About
I am a Systems Research Engineer in the SRG group at Google. I design novel accelerator architectures and interfaces to integrate them in the system-on-chip.
Prior to Google, I received my Ph.D. in Computer Science from the University of California Los Angeles, advised by Prof. Tony Nowatzki. My research is about rethinking the accelerator design to achieve general-purpose acceleration using reconfigurable architecture. My work has been recognized with ACM SIGARCH and IEEE-CS TCCA Outstanding Dissertation Award Honorable Mention, two IEEE Micro Top Picks awards, IEEE Micro Honorable Mention Award and an Outstanding Graduate Student award.

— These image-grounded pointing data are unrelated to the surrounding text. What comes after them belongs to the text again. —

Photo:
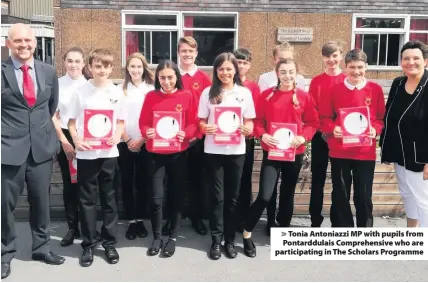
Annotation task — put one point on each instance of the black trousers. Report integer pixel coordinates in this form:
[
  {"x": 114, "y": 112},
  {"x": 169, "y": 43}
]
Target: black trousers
[
  {"x": 160, "y": 166},
  {"x": 224, "y": 181},
  {"x": 343, "y": 172},
  {"x": 94, "y": 175},
  {"x": 134, "y": 180},
  {"x": 37, "y": 176},
  {"x": 268, "y": 175},
  {"x": 319, "y": 164},
  {"x": 245, "y": 192},
  {"x": 70, "y": 190},
  {"x": 196, "y": 176}
]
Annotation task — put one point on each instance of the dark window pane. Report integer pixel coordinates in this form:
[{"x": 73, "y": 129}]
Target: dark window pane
[
  {"x": 211, "y": 44},
  {"x": 208, "y": 21},
  {"x": 419, "y": 24},
  {"x": 393, "y": 50},
  {"x": 370, "y": 46},
  {"x": 419, "y": 36},
  {"x": 151, "y": 20},
  {"x": 380, "y": 23}
]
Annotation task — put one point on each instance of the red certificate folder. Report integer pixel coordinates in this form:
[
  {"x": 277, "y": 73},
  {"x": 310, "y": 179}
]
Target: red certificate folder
[
  {"x": 284, "y": 133},
  {"x": 355, "y": 123},
  {"x": 166, "y": 124},
  {"x": 72, "y": 165},
  {"x": 228, "y": 120},
  {"x": 98, "y": 128}
]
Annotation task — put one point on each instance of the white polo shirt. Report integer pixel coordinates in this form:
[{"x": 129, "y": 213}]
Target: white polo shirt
[
  {"x": 132, "y": 105},
  {"x": 67, "y": 86},
  {"x": 270, "y": 79},
  {"x": 90, "y": 97},
  {"x": 238, "y": 96}
]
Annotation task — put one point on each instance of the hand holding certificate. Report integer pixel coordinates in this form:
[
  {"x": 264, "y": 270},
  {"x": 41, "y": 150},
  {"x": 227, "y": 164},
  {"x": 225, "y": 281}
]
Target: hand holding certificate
[
  {"x": 285, "y": 134},
  {"x": 168, "y": 131},
  {"x": 228, "y": 120},
  {"x": 98, "y": 128},
  {"x": 355, "y": 126}
]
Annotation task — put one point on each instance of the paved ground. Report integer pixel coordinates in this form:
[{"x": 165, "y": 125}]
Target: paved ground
[{"x": 191, "y": 262}]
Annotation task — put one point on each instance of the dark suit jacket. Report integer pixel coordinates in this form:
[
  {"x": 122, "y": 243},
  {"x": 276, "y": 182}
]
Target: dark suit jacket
[{"x": 25, "y": 128}]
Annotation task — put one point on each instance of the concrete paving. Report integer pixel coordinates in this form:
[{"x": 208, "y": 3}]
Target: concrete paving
[{"x": 191, "y": 262}]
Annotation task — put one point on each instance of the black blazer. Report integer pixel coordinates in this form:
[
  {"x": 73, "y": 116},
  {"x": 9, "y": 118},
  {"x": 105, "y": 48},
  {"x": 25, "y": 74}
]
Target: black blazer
[
  {"x": 415, "y": 148},
  {"x": 23, "y": 127}
]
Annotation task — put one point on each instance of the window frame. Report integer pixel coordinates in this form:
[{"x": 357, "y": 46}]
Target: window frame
[
  {"x": 405, "y": 31},
  {"x": 179, "y": 27}
]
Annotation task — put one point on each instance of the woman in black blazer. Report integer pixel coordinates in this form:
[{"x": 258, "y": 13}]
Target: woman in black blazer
[{"x": 404, "y": 140}]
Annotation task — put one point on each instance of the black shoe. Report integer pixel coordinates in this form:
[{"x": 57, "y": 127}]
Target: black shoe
[
  {"x": 166, "y": 228},
  {"x": 215, "y": 251},
  {"x": 249, "y": 247},
  {"x": 5, "y": 270},
  {"x": 112, "y": 255},
  {"x": 155, "y": 248},
  {"x": 169, "y": 248},
  {"x": 49, "y": 258},
  {"x": 131, "y": 233},
  {"x": 69, "y": 237},
  {"x": 230, "y": 250},
  {"x": 87, "y": 257},
  {"x": 199, "y": 227},
  {"x": 141, "y": 230}
]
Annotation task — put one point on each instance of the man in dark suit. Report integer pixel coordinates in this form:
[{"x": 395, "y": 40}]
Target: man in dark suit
[{"x": 29, "y": 97}]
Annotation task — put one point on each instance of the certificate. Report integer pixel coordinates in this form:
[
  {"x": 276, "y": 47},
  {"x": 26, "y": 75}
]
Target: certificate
[
  {"x": 228, "y": 120},
  {"x": 72, "y": 165},
  {"x": 355, "y": 123},
  {"x": 167, "y": 124},
  {"x": 284, "y": 133},
  {"x": 98, "y": 128}
]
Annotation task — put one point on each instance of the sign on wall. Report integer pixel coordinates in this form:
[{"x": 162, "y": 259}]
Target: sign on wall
[{"x": 294, "y": 34}]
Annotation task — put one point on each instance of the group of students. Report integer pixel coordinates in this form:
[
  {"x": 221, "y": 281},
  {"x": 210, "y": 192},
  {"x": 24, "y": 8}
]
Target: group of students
[{"x": 225, "y": 170}]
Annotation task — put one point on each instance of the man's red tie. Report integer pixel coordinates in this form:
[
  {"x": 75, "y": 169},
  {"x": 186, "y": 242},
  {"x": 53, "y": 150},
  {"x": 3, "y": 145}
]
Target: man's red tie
[{"x": 28, "y": 86}]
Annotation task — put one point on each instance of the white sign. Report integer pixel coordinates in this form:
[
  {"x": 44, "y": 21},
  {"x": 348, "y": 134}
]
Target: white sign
[{"x": 295, "y": 34}]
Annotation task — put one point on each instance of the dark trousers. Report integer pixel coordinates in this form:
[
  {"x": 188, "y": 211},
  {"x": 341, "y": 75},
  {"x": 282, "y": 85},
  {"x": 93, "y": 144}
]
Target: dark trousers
[
  {"x": 38, "y": 178},
  {"x": 160, "y": 166},
  {"x": 224, "y": 181},
  {"x": 268, "y": 175},
  {"x": 94, "y": 175},
  {"x": 197, "y": 183},
  {"x": 319, "y": 163},
  {"x": 134, "y": 180},
  {"x": 343, "y": 172},
  {"x": 70, "y": 190},
  {"x": 245, "y": 192}
]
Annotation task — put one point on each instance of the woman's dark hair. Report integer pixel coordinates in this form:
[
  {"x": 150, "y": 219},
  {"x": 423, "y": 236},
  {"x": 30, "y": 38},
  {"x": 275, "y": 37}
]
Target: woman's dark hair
[
  {"x": 215, "y": 96},
  {"x": 168, "y": 64},
  {"x": 416, "y": 44}
]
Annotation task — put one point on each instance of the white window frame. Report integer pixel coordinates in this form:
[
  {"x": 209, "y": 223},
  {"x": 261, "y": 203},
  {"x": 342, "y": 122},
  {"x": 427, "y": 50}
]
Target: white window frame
[
  {"x": 179, "y": 27},
  {"x": 405, "y": 31}
]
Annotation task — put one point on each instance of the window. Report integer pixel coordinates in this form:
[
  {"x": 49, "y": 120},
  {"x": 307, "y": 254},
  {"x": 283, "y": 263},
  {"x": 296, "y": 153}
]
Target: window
[
  {"x": 382, "y": 36},
  {"x": 156, "y": 34}
]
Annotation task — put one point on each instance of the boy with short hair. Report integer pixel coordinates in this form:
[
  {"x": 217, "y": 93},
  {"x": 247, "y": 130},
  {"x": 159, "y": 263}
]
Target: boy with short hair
[
  {"x": 332, "y": 54},
  {"x": 96, "y": 167},
  {"x": 243, "y": 56},
  {"x": 195, "y": 81},
  {"x": 352, "y": 164}
]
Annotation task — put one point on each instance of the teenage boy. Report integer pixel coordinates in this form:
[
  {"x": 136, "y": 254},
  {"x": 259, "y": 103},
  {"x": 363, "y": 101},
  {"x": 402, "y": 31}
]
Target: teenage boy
[
  {"x": 352, "y": 164},
  {"x": 96, "y": 167},
  {"x": 195, "y": 81},
  {"x": 243, "y": 56},
  {"x": 332, "y": 55}
]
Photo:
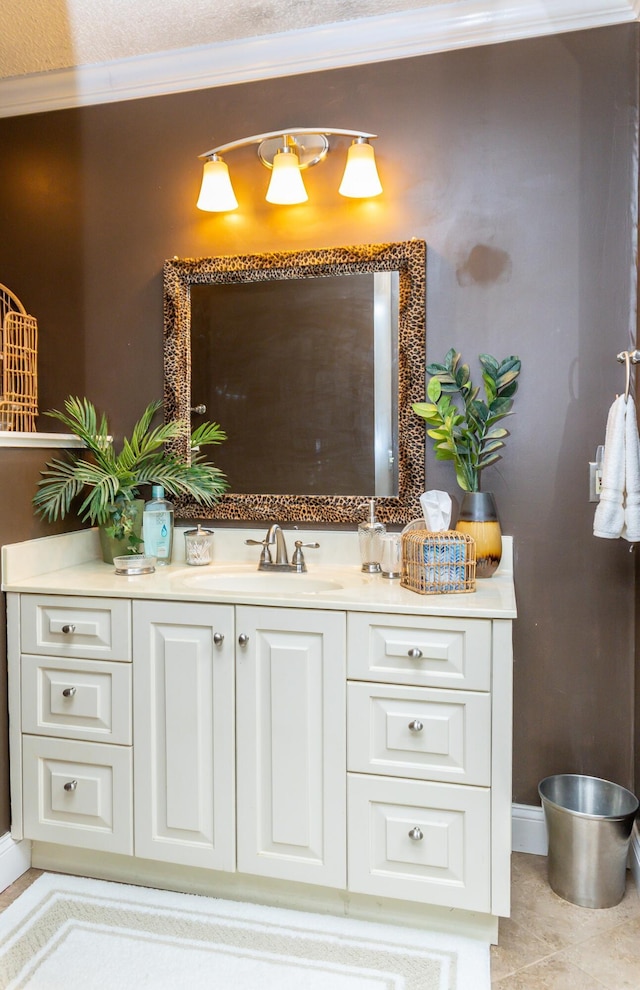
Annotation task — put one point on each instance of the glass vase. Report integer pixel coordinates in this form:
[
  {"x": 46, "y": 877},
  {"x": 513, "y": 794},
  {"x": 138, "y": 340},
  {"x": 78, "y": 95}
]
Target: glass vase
[
  {"x": 121, "y": 533},
  {"x": 479, "y": 519}
]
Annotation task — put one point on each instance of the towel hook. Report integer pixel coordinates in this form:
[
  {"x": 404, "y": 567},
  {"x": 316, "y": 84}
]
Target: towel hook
[{"x": 629, "y": 358}]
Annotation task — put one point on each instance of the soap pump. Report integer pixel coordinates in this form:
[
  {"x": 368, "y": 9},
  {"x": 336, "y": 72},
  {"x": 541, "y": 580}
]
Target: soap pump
[{"x": 370, "y": 536}]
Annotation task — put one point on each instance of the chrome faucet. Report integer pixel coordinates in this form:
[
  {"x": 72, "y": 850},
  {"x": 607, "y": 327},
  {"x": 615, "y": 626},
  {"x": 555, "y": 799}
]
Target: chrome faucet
[{"x": 275, "y": 537}]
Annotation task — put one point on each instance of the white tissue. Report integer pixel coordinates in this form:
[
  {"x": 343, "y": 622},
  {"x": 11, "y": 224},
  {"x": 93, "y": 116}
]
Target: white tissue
[{"x": 436, "y": 508}]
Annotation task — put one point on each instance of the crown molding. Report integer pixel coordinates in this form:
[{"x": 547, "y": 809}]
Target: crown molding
[{"x": 443, "y": 27}]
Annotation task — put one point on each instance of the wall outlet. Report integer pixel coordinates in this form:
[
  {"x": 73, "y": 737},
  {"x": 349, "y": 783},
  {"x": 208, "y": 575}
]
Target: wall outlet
[{"x": 595, "y": 481}]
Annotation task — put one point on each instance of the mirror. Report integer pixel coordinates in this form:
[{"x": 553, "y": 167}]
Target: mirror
[{"x": 310, "y": 362}]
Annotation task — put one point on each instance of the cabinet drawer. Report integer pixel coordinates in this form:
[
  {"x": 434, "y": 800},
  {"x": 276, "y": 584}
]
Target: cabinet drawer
[
  {"x": 97, "y": 628},
  {"x": 78, "y": 793},
  {"x": 429, "y": 651},
  {"x": 419, "y": 732},
  {"x": 77, "y": 699},
  {"x": 420, "y": 841}
]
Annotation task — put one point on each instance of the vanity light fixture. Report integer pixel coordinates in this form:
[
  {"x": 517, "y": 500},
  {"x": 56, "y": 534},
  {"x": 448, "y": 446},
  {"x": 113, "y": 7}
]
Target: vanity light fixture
[{"x": 287, "y": 153}]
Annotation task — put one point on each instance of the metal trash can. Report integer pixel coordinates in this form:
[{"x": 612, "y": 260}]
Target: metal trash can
[{"x": 589, "y": 823}]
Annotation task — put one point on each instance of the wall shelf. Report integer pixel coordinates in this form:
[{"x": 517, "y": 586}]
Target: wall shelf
[{"x": 13, "y": 438}]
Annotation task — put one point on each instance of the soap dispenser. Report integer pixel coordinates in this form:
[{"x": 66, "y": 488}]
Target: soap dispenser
[{"x": 370, "y": 536}]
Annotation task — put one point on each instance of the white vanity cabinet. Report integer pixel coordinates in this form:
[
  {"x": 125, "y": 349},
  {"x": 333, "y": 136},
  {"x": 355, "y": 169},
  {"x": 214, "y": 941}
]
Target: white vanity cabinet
[
  {"x": 347, "y": 751},
  {"x": 184, "y": 733},
  {"x": 75, "y": 690},
  {"x": 290, "y": 744},
  {"x": 420, "y": 759},
  {"x": 281, "y": 744}
]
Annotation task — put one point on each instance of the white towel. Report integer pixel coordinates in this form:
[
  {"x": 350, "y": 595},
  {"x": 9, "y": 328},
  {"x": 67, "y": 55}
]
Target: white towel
[
  {"x": 631, "y": 528},
  {"x": 618, "y": 512},
  {"x": 609, "y": 518}
]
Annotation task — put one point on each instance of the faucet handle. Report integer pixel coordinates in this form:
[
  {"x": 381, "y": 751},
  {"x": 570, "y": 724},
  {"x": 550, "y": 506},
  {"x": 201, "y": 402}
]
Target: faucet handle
[
  {"x": 298, "y": 557},
  {"x": 265, "y": 556}
]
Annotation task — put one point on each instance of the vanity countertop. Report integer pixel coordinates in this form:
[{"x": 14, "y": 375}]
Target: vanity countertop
[{"x": 70, "y": 565}]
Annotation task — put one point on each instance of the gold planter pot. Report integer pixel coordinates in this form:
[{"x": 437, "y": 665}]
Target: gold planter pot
[{"x": 479, "y": 519}]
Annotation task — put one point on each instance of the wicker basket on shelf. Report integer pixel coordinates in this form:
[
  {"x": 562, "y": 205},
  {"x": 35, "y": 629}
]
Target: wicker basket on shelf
[
  {"x": 438, "y": 563},
  {"x": 18, "y": 365}
]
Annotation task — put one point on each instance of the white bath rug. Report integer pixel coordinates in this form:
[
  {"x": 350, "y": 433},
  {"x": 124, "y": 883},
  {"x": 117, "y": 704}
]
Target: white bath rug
[{"x": 72, "y": 933}]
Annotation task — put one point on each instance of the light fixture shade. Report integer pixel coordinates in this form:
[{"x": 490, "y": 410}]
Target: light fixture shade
[
  {"x": 360, "y": 179},
  {"x": 286, "y": 186},
  {"x": 216, "y": 191}
]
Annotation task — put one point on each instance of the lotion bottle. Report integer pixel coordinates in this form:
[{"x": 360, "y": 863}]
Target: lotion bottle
[
  {"x": 157, "y": 526},
  {"x": 370, "y": 538}
]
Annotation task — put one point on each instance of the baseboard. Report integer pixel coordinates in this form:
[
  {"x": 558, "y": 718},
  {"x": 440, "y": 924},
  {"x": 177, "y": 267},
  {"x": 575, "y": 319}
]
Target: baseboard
[
  {"x": 529, "y": 834},
  {"x": 634, "y": 855},
  {"x": 15, "y": 859},
  {"x": 528, "y": 829}
]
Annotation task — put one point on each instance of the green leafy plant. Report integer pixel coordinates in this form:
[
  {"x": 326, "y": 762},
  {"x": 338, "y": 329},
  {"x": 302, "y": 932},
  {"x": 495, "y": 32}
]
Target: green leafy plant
[
  {"x": 108, "y": 482},
  {"x": 463, "y": 425}
]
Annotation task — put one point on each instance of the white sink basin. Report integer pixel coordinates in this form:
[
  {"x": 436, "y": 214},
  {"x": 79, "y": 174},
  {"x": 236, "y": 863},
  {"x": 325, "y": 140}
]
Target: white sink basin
[{"x": 263, "y": 583}]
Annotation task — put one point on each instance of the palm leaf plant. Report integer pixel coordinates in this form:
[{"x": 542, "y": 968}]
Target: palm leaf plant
[
  {"x": 463, "y": 424},
  {"x": 108, "y": 482}
]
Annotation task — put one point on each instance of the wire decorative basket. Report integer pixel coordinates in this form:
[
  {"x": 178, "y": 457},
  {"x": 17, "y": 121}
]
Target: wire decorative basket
[
  {"x": 438, "y": 563},
  {"x": 18, "y": 365}
]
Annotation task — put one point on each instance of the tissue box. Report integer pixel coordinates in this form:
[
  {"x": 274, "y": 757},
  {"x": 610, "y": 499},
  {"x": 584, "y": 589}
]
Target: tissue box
[{"x": 438, "y": 563}]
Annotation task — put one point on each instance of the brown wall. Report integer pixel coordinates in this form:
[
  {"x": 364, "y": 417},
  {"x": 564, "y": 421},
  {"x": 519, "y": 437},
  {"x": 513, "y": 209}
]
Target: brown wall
[{"x": 517, "y": 164}]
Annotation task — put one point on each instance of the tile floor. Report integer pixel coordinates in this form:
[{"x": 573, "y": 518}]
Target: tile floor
[
  {"x": 550, "y": 944},
  {"x": 547, "y": 943}
]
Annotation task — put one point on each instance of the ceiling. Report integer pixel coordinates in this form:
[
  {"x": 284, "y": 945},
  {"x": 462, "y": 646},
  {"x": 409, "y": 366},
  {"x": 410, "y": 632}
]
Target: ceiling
[
  {"x": 43, "y": 35},
  {"x": 64, "y": 53}
]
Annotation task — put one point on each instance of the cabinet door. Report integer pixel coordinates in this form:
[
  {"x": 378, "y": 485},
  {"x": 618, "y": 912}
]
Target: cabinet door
[
  {"x": 291, "y": 779},
  {"x": 184, "y": 733}
]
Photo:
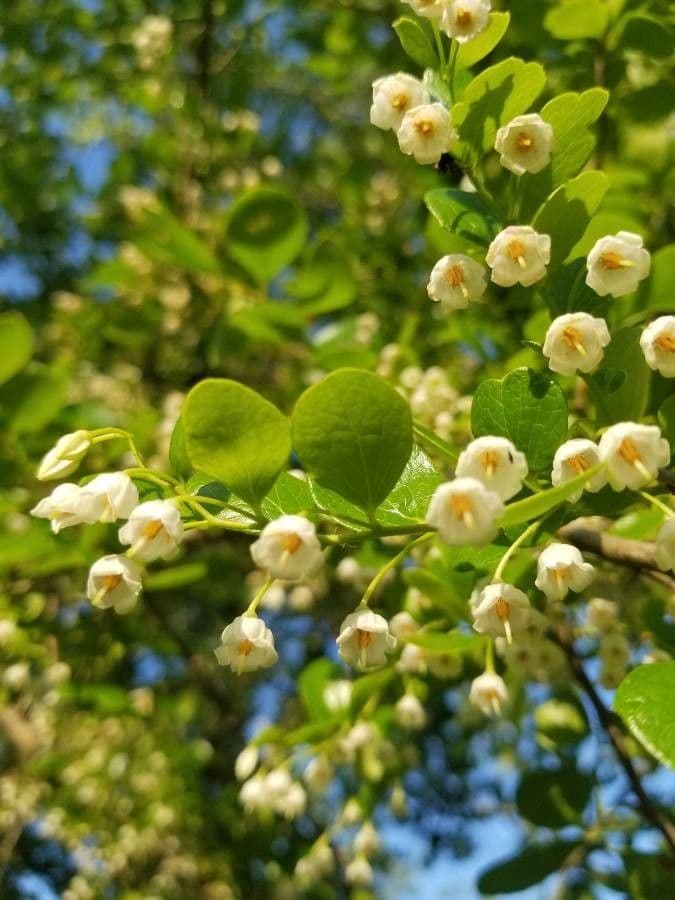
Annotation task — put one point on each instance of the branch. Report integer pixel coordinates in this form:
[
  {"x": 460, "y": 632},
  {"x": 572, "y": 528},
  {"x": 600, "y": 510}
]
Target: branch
[{"x": 614, "y": 728}]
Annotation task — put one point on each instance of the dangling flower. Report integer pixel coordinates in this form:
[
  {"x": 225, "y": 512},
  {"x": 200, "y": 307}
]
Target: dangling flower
[
  {"x": 409, "y": 713},
  {"x": 561, "y": 568},
  {"x": 665, "y": 545},
  {"x": 463, "y": 20},
  {"x": 455, "y": 280},
  {"x": 465, "y": 512},
  {"x": 426, "y": 132},
  {"x": 154, "y": 530},
  {"x": 633, "y": 454},
  {"x": 518, "y": 255},
  {"x": 68, "y": 504},
  {"x": 114, "y": 581},
  {"x": 488, "y": 692},
  {"x": 393, "y": 96},
  {"x": 575, "y": 342},
  {"x": 658, "y": 345},
  {"x": 572, "y": 459},
  {"x": 247, "y": 644},
  {"x": 288, "y": 548},
  {"x": 116, "y": 493},
  {"x": 525, "y": 144},
  {"x": 365, "y": 639},
  {"x": 429, "y": 9},
  {"x": 65, "y": 456},
  {"x": 617, "y": 264},
  {"x": 495, "y": 462},
  {"x": 501, "y": 610}
]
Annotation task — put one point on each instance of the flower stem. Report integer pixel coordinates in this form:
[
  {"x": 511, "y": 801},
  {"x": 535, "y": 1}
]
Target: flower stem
[{"x": 519, "y": 541}]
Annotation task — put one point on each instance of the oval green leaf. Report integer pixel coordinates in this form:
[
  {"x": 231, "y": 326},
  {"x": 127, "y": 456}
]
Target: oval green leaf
[
  {"x": 236, "y": 436},
  {"x": 353, "y": 434}
]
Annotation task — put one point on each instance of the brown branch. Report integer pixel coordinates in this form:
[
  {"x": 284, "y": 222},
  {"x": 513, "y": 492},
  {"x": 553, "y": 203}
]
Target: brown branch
[{"x": 614, "y": 729}]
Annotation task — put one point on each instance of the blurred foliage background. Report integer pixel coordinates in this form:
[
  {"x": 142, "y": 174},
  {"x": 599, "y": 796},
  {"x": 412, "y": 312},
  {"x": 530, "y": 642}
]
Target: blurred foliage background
[{"x": 204, "y": 196}]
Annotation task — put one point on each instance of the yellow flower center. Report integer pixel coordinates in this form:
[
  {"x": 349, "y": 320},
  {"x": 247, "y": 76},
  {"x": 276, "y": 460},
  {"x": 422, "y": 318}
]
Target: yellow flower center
[
  {"x": 291, "y": 543},
  {"x": 152, "y": 529},
  {"x": 573, "y": 338},
  {"x": 666, "y": 342},
  {"x": 516, "y": 251},
  {"x": 578, "y": 463},
  {"x": 425, "y": 127},
  {"x": 524, "y": 142},
  {"x": 490, "y": 461}
]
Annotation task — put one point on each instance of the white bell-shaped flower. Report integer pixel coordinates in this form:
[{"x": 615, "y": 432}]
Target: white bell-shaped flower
[
  {"x": 288, "y": 548},
  {"x": 658, "y": 345},
  {"x": 561, "y": 568},
  {"x": 525, "y": 144},
  {"x": 409, "y": 713},
  {"x": 501, "y": 610},
  {"x": 154, "y": 530},
  {"x": 665, "y": 546},
  {"x": 572, "y": 459},
  {"x": 426, "y": 132},
  {"x": 465, "y": 512},
  {"x": 65, "y": 456},
  {"x": 633, "y": 454},
  {"x": 114, "y": 581},
  {"x": 519, "y": 255},
  {"x": 455, "y": 280},
  {"x": 463, "y": 20},
  {"x": 247, "y": 644},
  {"x": 365, "y": 639},
  {"x": 68, "y": 504},
  {"x": 617, "y": 264},
  {"x": 496, "y": 462},
  {"x": 116, "y": 493},
  {"x": 393, "y": 96},
  {"x": 488, "y": 692},
  {"x": 359, "y": 872},
  {"x": 429, "y": 9},
  {"x": 575, "y": 342}
]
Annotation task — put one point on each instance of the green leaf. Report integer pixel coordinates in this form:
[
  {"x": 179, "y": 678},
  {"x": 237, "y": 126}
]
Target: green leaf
[
  {"x": 353, "y": 434},
  {"x": 667, "y": 420},
  {"x": 32, "y": 399},
  {"x": 495, "y": 97},
  {"x": 449, "y": 644},
  {"x": 416, "y": 41},
  {"x": 542, "y": 502},
  {"x": 644, "y": 700},
  {"x": 532, "y": 865},
  {"x": 473, "y": 51},
  {"x": 431, "y": 439},
  {"x": 577, "y": 19},
  {"x": 571, "y": 116},
  {"x": 465, "y": 214},
  {"x": 656, "y": 292},
  {"x": 625, "y": 399},
  {"x": 16, "y": 344},
  {"x": 236, "y": 436},
  {"x": 568, "y": 211},
  {"x": 312, "y": 682},
  {"x": 526, "y": 407},
  {"x": 289, "y": 496},
  {"x": 266, "y": 230},
  {"x": 553, "y": 799},
  {"x": 409, "y": 500}
]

Before joining UCLA, I did my undergraduate studies at the Indian Institute of Technology Roorkee in Electronics and Communication Engineering with minors in Computer Science (2017). During my undergraduate, I worked with Prof. Onur Mutlu on designing memory scheduling techniques to mitigate inter-application interference. You can find my CV here.PhD Work
During my PhD, I designed programmable accelerator for irregular workloads, called Sparse Processing Unit (SPU), by finding fundamental data-dependence forms in workloads spanning machine learning, graph processing, and databases. We enhanced SPU's flexibility using "TaskFlow" execution model for supporting fine-grained dynamic parallelism efficiently, making it suitable for graph processing workloads. We proposed PolyGraph accelerators that implements the TaskFlow execution model. My works on SPU and PolyGraph received IEEE Micro Top Picks Awards which is given to 12 papers in the field each year, based on novelty and the potential for long-term impact. These awards were given for developing a systematic understanding of large hardware-software co-design space. Our recent work, "TaskStream: Accelerating Task Parallel Workloads by Recovering Program Structure" develops a unified task-dataflow execution and programming model such that we can program SPU and PolyGraph workloads in TaskStream while exploiting the performance advantage of dynamic work distribution for medium granularity tasks. The framework for my research is open-source.
During my internships, I gained experience in performance characterization of various industrial architectures -- Configurable Spatial Accelerator (CSA) at Intel, Edge Tensor Processing Unit (TPU) accelerator for ML at Google, and Microsoft's Azure Synapse Spark for analytical database processing.